If you’re a fan of the NX’s looks, expect it to reach American shores at the end of this year.
Oh, BMW, how you’ve redeemed yourself. After the awkward and confusingly niche X4 crossover debuted in New York, we were beginning to lose faith in the brand. Profit seemed to be outweighing design sense. Then, those Bavarian wunderkinds unveiled their Vision Future Luxury Concept in Beijing and reminded us why the company is so successful in the first place.

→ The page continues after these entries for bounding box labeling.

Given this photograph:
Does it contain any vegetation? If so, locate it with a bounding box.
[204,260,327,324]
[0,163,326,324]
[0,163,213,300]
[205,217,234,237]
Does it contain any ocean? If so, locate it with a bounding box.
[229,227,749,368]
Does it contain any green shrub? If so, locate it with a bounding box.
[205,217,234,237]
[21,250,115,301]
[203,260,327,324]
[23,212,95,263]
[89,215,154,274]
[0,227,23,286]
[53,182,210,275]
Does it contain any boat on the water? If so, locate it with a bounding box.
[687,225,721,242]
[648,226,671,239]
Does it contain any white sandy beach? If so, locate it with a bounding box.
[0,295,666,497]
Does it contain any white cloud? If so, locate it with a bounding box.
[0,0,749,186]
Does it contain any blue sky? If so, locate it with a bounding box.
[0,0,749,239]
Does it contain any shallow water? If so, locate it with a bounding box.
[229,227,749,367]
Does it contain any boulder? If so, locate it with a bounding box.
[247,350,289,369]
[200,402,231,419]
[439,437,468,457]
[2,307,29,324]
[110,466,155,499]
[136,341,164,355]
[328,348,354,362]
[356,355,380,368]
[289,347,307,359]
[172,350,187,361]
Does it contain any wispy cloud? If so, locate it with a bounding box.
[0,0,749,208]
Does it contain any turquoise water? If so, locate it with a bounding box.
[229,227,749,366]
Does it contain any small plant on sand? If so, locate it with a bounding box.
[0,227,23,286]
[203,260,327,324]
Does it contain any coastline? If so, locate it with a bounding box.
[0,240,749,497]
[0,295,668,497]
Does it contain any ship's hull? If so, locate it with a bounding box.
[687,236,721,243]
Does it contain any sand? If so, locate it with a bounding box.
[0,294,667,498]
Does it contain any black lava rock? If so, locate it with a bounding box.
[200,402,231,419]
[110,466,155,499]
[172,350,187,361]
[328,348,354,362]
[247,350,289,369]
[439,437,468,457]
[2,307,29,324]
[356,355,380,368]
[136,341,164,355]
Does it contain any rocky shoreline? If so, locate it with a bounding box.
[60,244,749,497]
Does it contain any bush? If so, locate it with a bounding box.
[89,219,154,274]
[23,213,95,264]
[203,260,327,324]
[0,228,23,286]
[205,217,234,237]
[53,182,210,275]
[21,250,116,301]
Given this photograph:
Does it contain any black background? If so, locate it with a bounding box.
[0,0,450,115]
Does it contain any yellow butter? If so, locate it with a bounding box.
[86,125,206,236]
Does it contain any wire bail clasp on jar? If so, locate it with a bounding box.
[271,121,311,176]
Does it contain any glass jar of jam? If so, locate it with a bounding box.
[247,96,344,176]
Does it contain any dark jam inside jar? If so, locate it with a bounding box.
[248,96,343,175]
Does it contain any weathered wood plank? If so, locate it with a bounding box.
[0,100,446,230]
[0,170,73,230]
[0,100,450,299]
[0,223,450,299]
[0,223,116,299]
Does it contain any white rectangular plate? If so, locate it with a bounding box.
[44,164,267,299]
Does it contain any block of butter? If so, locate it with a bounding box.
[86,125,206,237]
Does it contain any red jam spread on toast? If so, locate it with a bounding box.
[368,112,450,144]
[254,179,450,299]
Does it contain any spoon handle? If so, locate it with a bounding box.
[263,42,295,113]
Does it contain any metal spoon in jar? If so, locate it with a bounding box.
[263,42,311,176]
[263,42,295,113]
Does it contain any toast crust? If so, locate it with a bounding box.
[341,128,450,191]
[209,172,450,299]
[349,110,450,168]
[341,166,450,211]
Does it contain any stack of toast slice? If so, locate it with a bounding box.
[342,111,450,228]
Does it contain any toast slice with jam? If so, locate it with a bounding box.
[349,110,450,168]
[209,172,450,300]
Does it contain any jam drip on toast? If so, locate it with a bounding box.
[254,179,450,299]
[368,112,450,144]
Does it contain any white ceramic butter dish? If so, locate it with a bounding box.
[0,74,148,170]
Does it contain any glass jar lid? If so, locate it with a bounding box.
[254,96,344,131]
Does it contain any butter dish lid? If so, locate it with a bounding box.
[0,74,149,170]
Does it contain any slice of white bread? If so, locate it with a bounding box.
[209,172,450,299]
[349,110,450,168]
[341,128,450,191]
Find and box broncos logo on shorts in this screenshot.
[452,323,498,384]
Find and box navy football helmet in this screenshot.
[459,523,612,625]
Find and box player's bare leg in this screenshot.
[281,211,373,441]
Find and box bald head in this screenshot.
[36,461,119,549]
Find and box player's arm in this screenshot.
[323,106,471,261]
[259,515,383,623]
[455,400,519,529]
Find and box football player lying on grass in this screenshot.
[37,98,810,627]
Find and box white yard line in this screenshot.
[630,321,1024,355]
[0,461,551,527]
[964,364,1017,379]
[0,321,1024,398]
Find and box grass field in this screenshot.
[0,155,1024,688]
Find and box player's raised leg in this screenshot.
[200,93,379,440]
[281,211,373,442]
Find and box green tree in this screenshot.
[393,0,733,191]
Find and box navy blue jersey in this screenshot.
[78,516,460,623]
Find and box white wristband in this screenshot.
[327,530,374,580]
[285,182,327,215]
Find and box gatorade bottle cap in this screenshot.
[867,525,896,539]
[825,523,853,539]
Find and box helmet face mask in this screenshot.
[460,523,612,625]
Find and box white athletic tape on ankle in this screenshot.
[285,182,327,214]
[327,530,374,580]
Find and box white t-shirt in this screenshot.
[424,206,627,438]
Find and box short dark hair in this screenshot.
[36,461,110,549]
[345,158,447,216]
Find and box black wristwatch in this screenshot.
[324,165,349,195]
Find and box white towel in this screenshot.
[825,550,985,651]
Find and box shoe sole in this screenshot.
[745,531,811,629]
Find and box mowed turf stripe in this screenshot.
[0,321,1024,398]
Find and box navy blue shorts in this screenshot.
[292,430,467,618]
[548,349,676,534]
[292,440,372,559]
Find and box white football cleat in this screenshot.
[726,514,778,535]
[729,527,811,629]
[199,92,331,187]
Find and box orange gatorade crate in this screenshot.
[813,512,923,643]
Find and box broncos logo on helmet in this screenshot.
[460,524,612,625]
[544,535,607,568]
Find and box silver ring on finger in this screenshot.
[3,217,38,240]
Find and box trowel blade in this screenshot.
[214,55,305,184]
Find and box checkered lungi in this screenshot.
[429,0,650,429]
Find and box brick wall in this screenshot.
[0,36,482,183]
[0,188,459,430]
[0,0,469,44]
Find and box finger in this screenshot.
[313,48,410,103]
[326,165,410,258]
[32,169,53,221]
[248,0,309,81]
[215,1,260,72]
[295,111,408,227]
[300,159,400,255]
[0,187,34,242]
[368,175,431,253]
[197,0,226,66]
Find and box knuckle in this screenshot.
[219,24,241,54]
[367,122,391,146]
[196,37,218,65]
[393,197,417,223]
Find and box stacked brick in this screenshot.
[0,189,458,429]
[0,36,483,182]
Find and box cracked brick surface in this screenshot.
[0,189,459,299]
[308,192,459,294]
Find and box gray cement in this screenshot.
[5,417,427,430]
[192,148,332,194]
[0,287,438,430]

Awkwardly long name aside, what you’re looking at here is a strong hint at the next-generation 7-Series luxury sedan. If the final production model looks like these, we’re going to start auctioning off our loved ones. The exterior of the Vision Future is a sight to behold, taking strong styling cues from BMW’s Pininfarina-designed Gran Lusso Coupe, with strong edges, an enlarged double-kidney grille and swathes of highly polished metal. Thanks to the use of carbon in its construction, including the seat frames — which are incorporated directly into the load-bearing structure — there’s an incredibly slim B-pillar. That was necessary, as the Vision Future features wide-opening coach doors, to allow elegant ingress and egress.
Inside, it’s a tech-lover’s dream, with three displays offering a wealth of information across the wraparound cockpit. Voice control is onboard, as is a head-up display, which can detect and highlight buildings, traffic signs and hazards in the driver’s line of sight. There’s even a separate display for front passengers, which can access the vehicle’s infotainment systems, letting passengers control media and settings without disturbing or distracting the driver. Passengers in the rear have access to detachable tablets, which use the car’s modem to enable Internet streaming of music and video. Those in the rear seats can also enjoy personal “comfort zones,” with retractable tables and a large console separating the two rear seats from one another.
Under the hood? BMW isn’t saying, but the concept wears the brand’s eDrive badge, which suggests it’s likely powered by a hybrid engine. If it can deliver the performance of Mercedes-Benz’s V12 S-Class luxury sedan with the economy of a smaller engine, the Vision Future’s successor — likely to be named the 7-Series — could be a world-beater in the luxury market.